Nous avons utilisé principalement : la publication de pages HTML
(programmes hebdomadaires), le forum (RDV hebdomadaires, travaux
collaboratifs et questions diverses), la messagerie et la bourse aux
documents (où chacun peut déposer des fichiers). Des outils fort
simples donc.
Un contenu simple également. Il s’agit de préparer les stagiaires aux 3
épreuves écrites du concours. Notre mot d’ordre : pas de connaissances
mais de la méthodologie, des mises en situation. Nous considérons que
c’est au stagiaire d’acquérir la somme de connaissances nécessaire,
nous l’aidons à s’organiser, à optimiser son temps de travail et ses
efforts, mais nous ne fournissons pas de « cours », uniquement des
bibliographies. Au programme : des recherches à effectuer, des fiches à
construire, des devoirs à réaliser, d’un bloc ou fractionnés
(introductions, conclusions, plans détaillés). Nous fournissons
quelques supports résumant quelques principes de méthodologie, c’est
tout.
Notre stratégie ? Adapter notre programme chaque semaine à la
progression du groupe, proposer chaque semaine une synthèse et de
nouveaux travaux, organiser une rencontre hebdomadaire sur le forum
(une sorte de chat ralenti), varier les exercices et les propositions,
favoriser l’entraide et la collaboration par la nature même des
exercices proposés.
Le bilan ? la première année nous avons perdu beaucoup de
stagiaires en route. Nous avions sous-évalué le sentiment de solitude
ressenti par le stagiaire (et parfois le tuteur), seul face à sa
machine. Nous avons aussi mesuré à quel point l’aisance face aux outils
varie d’un stagiaire à l’autre et modifie radicalement sa participation
à la formation.
Cette deuxième année, nous avons fait le choix d’introduire une
rencontre en présentiel afin d’améliorer la cohésion du groupe et
réduire le sentiment d’isolement. L’amélioration a été très nette. Nous
avons enregistré d’autres abandons mais bien moins.

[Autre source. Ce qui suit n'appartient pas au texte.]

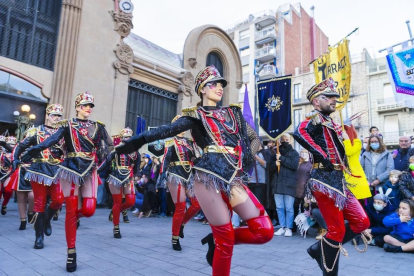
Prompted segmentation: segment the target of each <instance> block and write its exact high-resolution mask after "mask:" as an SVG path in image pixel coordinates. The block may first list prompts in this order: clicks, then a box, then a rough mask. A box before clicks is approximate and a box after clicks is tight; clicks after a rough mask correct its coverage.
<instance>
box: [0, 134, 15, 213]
mask: <svg viewBox="0 0 414 276" xmlns="http://www.w3.org/2000/svg"><path fill="white" fill-rule="evenodd" d="M12 140H13V141H14V144H15V143H16V138H15V137H12V136H11V137H10V138H9V137H7V138H6V137H5V136H2V135H1V136H0V146H1V147H3V150H2V151H1V152H0V200H1V197H2V196H3V202H2V204H1V214H2V215H3V216H4V215H6V213H7V204H8V203H9V200H10V198H11V197H12V195H13V190H11V189H6V184H7V183H6V180H7V182H8V181H9V180H10V178H9V177H10V172H11V169H12V162H11V160H12V152H13V147H11V146H10V145H9V144H7V141H8V142H9V143H10V142H11V141H12Z"/></svg>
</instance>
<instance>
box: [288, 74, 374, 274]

Notre grande réussite ? Les travaux collaboratifs, les
propositions spontanées d’entraide et de nouvelles collaborations, la
première comme la deuxième année. Un exemple ? L’exercice consiste à
construire une liste de thèmes incontournables à réviser. Un « fil »

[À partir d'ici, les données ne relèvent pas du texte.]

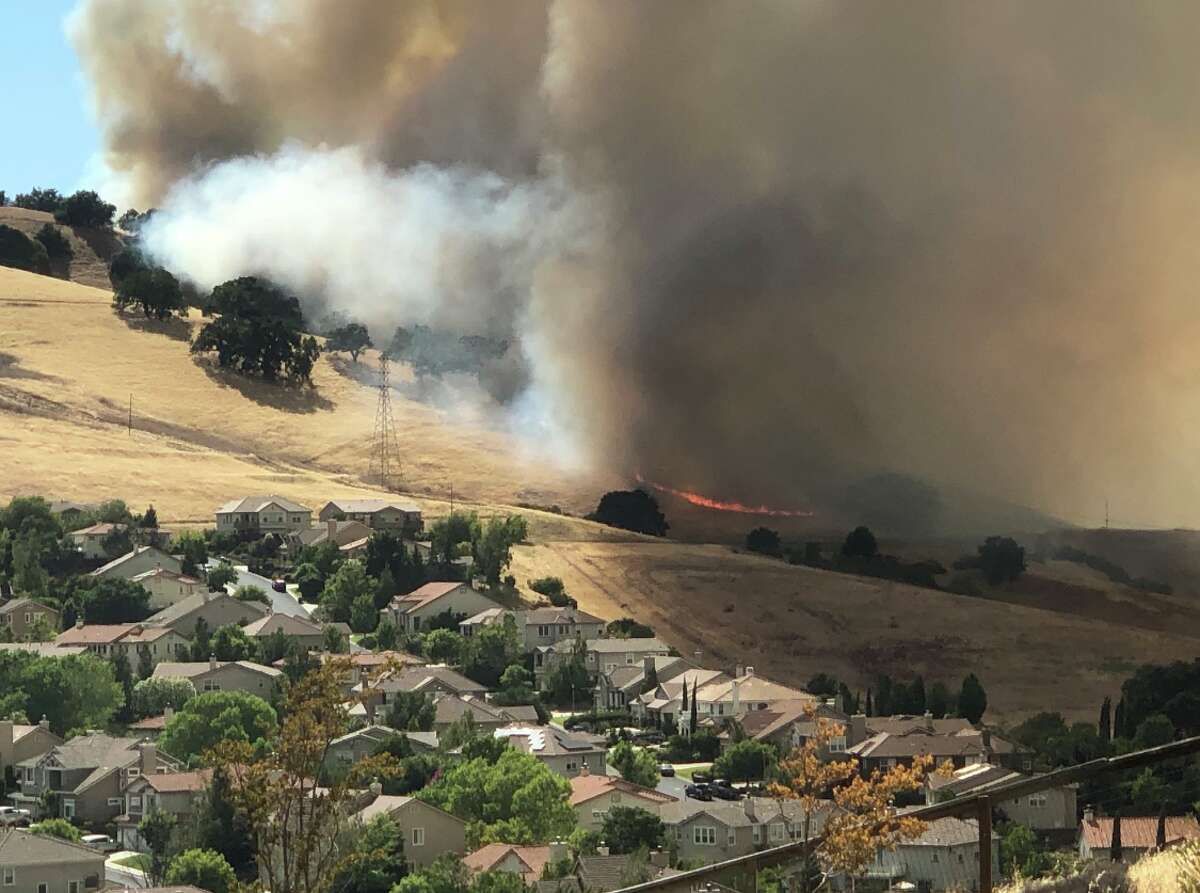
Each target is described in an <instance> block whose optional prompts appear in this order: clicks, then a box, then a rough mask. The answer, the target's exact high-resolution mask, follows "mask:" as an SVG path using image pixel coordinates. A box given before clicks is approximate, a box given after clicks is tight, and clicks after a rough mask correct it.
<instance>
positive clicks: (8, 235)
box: [0, 223, 50, 276]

spécial est ouvert sur le forum et chaque stagiaire apporte sa
contribution en enrichissant la liste. Autre exemple ? les deux années,
les stagiaires se sont spontanément organisés pour réaliser des devoirs
supplémentaires en auto-correction.
Sur le plan pédagogique, il me parait intéressant de souligner que la
plus grande partie des apports méthodologiques n’est pas fournie sous
forme de documents à télécharger, mais dans les commentaires,
observations et corrections réalisées à partir du travail de chacun et
de tous (pour les travaux partagés). Ainsi, et d’une façon simple, nous
nous plaçons bien dans une pédagogie partant du principe que «
l’expérimentation (ici, la mise en situation) est un moyen d’accès pour
l’apprentissage », utilisant les méthodes actives… à distance.

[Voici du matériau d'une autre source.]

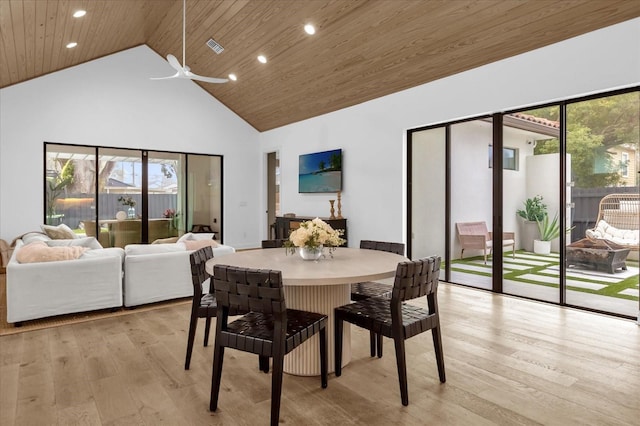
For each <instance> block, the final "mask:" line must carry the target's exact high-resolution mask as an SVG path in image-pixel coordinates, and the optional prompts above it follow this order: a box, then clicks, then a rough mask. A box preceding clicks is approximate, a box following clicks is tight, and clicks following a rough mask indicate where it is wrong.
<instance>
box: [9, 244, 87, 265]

Enfin, nous avons pu observer, réguler, gérer des conflits en lien avec
des phénomènes de groupes tout à fait semblables à ceux rencontrés en
présentiel. Par exemple : il faut bien admettre que malgré toutes nos
incitations, l’entraide ne se décrète pas si facilement, surtout dans
le contexte particulier de la préparation au concours. Certains ont pu
par conséquent avoir la sensation de beaucoup donner au groupe (en
produisant, en répondant aux sollicitations des tuteurs) tandis que
d’autres, bien plus discrets, pouvaient laisser penser qu’ils
profitaient de ces apports sans participer à l’effort collectif. Ces
confrontations, les solutions apportées par le groupe lui-même à ces
conflits, me semblent également relever de l’éducation populaire et de
ses pratiques.
Repartir du sens, replacer nos pratiques au centre de nos
réflexions, chercher avec l’équipe (Dominique Diamand-Martin,
Jean-Christophe Sarrot, Jacques Rongère) comment se servir des outils
de la formation à distance en utilisant des méthodes actives m’a permis
de passer un cap dans ce voyage vers l’inconnu… Il me parait maintenant
envisageable d’aborder des formations plus longues, nécessitant des
contenus plus importants, car je sais qu’il est possible de
s’affranchir des contraintes imposées par les outils, pour continuer à
promouvoir, expérimenter et faire vivre l’éducation populaire.